The Restriction of Being • 109

In order to grasp the separation, we must go back, here too, into the inception.

Yet if we distance ourselves from thoughtlessness and idle talk while we still have time, we can still find, even within ourselves, a trace of the understanding of the distinction. We say [76|106] “seeming” and know the rain and the sunshine. The sun shines <scheinen: to appear, to seem; to shine>. We say: “The room was dimly lit by the light <Schein> of a candle.” The Alemannic dialect uses the word Scheinholz, that is, wood <Holz> that glows in the dark. From depictions of saints, we are familiar with the saint’s halo <Heiligenschein>, the radiant ring around the head. But we also know about false saints <Scheinheilige>, those who look like saints, but are not. We encounter the mock battle <Scheingefecht>, a maneuver that simulates battle. While it shines <scheint>, the sun seems <scheint> to move around the earth. That the moon, which shines, is two feet wide—that just seems that way, it is just a seeming <Schein>. Here we come across two kinds of Schein and scheinen. But they do not simply stand next to each other; instead, one is derived from the other. The sun, for example, can seem to move around the earth only because it shines, that is, glows and in glowing appears <erscheint>, that is, makes itself manifest <zum Vorschein kommt>. And in the shining of the sun as glowing and radiating, we also experience this radiation as warmth. The sun shines: it shows itself and we feel warmth. As the luster of the halo, the shining of the light makes the bearer manifest as a saint.

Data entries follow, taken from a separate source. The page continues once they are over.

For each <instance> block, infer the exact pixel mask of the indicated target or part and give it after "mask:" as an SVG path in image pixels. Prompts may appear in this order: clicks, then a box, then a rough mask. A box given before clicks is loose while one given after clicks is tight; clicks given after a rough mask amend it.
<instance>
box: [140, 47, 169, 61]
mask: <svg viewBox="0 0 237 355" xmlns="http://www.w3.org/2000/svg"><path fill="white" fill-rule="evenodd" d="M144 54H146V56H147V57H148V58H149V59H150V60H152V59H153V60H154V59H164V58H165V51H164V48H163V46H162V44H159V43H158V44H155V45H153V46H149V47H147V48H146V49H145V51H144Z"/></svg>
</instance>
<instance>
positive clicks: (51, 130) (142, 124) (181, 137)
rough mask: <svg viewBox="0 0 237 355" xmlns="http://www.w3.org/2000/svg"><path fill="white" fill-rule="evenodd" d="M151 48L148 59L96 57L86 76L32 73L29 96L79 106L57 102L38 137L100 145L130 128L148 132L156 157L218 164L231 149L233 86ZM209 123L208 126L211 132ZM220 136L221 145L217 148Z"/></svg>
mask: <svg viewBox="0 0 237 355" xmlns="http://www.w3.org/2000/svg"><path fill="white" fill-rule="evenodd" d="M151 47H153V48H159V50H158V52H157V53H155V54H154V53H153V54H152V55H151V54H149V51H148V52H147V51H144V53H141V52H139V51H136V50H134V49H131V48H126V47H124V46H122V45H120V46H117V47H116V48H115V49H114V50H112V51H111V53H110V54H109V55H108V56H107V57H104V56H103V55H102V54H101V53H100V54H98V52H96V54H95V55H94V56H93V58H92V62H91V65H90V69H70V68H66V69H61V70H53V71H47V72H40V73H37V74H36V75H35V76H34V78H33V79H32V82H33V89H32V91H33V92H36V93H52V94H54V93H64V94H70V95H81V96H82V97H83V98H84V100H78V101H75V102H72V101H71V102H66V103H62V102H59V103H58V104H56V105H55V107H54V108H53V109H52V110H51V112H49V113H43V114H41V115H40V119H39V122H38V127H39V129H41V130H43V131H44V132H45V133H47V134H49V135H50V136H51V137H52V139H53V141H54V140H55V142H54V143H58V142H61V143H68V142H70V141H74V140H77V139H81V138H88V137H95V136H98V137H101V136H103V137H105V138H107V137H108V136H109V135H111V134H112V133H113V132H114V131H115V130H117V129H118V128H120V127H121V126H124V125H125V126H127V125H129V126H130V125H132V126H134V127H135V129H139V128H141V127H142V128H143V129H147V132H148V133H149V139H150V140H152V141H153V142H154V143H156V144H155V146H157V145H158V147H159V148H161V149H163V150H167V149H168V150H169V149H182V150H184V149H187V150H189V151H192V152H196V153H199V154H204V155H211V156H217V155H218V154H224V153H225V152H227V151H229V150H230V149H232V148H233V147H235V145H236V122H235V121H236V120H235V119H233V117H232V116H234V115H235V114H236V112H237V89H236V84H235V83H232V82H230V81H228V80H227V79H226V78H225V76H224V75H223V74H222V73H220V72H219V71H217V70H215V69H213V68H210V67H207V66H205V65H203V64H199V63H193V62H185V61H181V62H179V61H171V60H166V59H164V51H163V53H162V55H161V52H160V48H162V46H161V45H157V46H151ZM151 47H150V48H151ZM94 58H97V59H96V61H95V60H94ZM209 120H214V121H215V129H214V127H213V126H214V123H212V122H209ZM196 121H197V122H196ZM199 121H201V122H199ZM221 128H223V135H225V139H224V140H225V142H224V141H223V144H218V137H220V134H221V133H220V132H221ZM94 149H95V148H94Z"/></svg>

Considered more precisely, we find three modes of Schein: 1) Schein as luster and glow; 2) Schein and Scheinen as appearing <erscheinen>, the manifestation <Vor-schein> of something; 3) Schein as mere seeming, the semblance <Anschein> presented by something. But at the same time it becomes clear that the second mode of Scheinen, appearing in the sense of self-showing, is also appropriate to Schein as luster, as well as to Schein as semblance, and not as an accidental characteristic, but as the ground of their possibility.